The Obama Nullification Doctrine
In December 1828, South Carolina had 5,000 copies of John C. Calhoun’s “Exposition and Protest” printed and distributed throughout the state. A defiant document, Calhoun’s “Exposition” outlined a theory of constitutional interpretation first adumbrated in the infamous Kentucky and Virginia Resolutions, which asseverated the right of states to declare “null and void” acts of the federal government within their respective jurisdictions. These instances of the nullification doctrine were based on the view that certain acts of the federal government could be deemed unconstitutional by state authorities and reserved to states the option of interposing their sovereign will between their citizens and officials attempting to enforce national law.
In his “Disquisition on Government,” which appeared two decades later, Calhoun explained, “It is this negative power—the power of preventing or arresting the action of the government—be it called by what term it may—veto, interposition, nullification, check, or balance of power—which, in fact, forms the Constitution.”
In short, a valid Constitution should allow any of its constituent parts to interpret its terms any way it likes, regardless of the Supremacy Clause, or those pesky introductory words to the acclaimed document, which state, “We the People”—or the first Article of the Constitution, which assigns to Congress the authority to make national law. More remarkably, Calhoun admitted in a letter written to a colleague in 1832 that the real inspiration for his nullification doctrine was safeguarding the power of the South to preserve its peculiar institution: slavery. Clearly, depraved intentions spawned this nefarious constitutional construction by Southern elites: preserve your political power by any means possible.
Interpretations like this lurk beneath the Obama administration’s recent non-enforcement of federal law. For instance, President Obama’s Department of Justice declared in 2011 that it regarded The Defense of Marriage Act (DOMA)—duly enacted by a majority in Congress, to use the president’s sophomoric constitutional reminder—to be unconstitutional and would no longer defend it in court. Oh, really? What happened to Article Two, Section Three of the U.S. Constitution, the part that enjoins the president to “take Care that the Laws be faithfully executed?” DOJ insisted it would continue to “enforce” the law, but still has managed to ignore it in several cases involving immigration and gay marriages, as pointed out by Representative Vern Buchanan (R-Fla.), one of which involved the department “vacating” a decision made by the Board of Immigration Appeals involving a gay man. And “not defending” a law in court on constitutional grounds is tantamount to lack of enforcement, because the bottom line is: if you don’t like federal law, simply don’t enforce it. Which is the federal version of nullification.
Nowhere has this nullification doctrine been more apparent or more maddening than the federal government’s refusal to enforce national immigration laws. Further, the Obama administration has announced that it no longer will abide by the so-called 287(g) agreements with the state of Arizona. These agreements permitted state and local authorities to assist in the enforcement of federal laws on immigration. Of course, if you have no intention of enforcing the law anyway, federal authorities certainly don’t want states to do it in their absence. Also, since national policy in this area has been significantly determined by executive order—since the president’s de facto amnesty announcement for children of illegal immigrations—neither Congress nor the American states seem to have any role to play.

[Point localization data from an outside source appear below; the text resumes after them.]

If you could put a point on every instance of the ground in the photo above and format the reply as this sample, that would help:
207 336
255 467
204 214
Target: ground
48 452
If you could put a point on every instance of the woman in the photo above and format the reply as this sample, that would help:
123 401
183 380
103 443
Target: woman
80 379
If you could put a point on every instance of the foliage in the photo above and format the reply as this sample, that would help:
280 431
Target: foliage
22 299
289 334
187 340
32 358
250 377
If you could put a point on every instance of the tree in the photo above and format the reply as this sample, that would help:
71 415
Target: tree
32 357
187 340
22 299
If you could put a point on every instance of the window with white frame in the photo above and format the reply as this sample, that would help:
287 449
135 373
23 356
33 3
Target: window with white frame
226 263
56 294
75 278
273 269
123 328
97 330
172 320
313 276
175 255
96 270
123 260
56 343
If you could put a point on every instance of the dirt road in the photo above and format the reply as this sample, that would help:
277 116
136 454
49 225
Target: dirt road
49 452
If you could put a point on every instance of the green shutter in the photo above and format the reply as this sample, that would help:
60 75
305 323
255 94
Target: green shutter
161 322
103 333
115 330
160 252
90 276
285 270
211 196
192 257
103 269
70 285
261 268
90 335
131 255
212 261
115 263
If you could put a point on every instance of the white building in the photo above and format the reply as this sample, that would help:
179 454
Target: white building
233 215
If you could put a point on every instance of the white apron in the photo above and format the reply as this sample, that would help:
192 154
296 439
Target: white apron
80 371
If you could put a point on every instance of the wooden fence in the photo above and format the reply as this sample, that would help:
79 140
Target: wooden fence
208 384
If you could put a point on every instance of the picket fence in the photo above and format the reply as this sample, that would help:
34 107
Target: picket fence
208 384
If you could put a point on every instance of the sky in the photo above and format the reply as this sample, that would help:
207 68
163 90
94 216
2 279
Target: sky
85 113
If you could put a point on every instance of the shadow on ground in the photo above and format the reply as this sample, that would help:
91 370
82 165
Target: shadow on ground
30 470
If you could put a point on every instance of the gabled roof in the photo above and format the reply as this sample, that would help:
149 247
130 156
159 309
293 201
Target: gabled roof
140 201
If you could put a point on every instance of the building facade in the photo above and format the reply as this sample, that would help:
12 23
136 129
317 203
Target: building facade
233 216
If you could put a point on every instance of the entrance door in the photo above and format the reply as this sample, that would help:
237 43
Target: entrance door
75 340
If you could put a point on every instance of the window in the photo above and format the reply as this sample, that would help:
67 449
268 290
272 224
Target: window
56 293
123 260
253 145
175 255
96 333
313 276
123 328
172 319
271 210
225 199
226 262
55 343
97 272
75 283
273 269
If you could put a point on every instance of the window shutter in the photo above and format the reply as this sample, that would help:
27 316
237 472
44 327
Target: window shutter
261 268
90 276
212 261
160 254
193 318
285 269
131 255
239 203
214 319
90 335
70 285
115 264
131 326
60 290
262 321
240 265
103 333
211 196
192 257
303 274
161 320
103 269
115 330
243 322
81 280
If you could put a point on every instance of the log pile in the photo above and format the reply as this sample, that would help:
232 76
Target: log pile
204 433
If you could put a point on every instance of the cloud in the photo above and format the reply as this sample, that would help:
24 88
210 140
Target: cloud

And the nullifications keep on coming. On July 12 the Health and Human Services Department announced that it was granting waivers to certain states from the work requirements of the 1996 Welfare Reform Act, perhaps the signature achievement of the Clinton administration. Republicans reacted with predictable outrage, but also with a constitutional case to make, centering on HHS’ lack of legal authority to administer by regulation what it is denied to do by law, one that has been regarded by most observers as a huge success. As far as HHS is concerned, none of that matters, which is another egregious case of what critics have termed “executive overreach.”
But the HHS decree represents much more than that. In fact, there has been considerable commentary on Obama administration policies under the rubric of the “imperial presidency,” a term that dates back to the 1960s. However, the real doctrine is more threatening and the dangers are far deeper; the Obama-ites are not just doing their “imperial presidency” thing; they’re practicing nullification, with designs on power as suspect as those that inspired that interpretation’s notorious roots. Indeed, if the dark visage of John C. Calhoun were somehow to encounter the administration of Barack Obama, one can easily imagine a thin smile of approval cracking his stony expression. Nullification remains alive and well, though this time in federal clothing.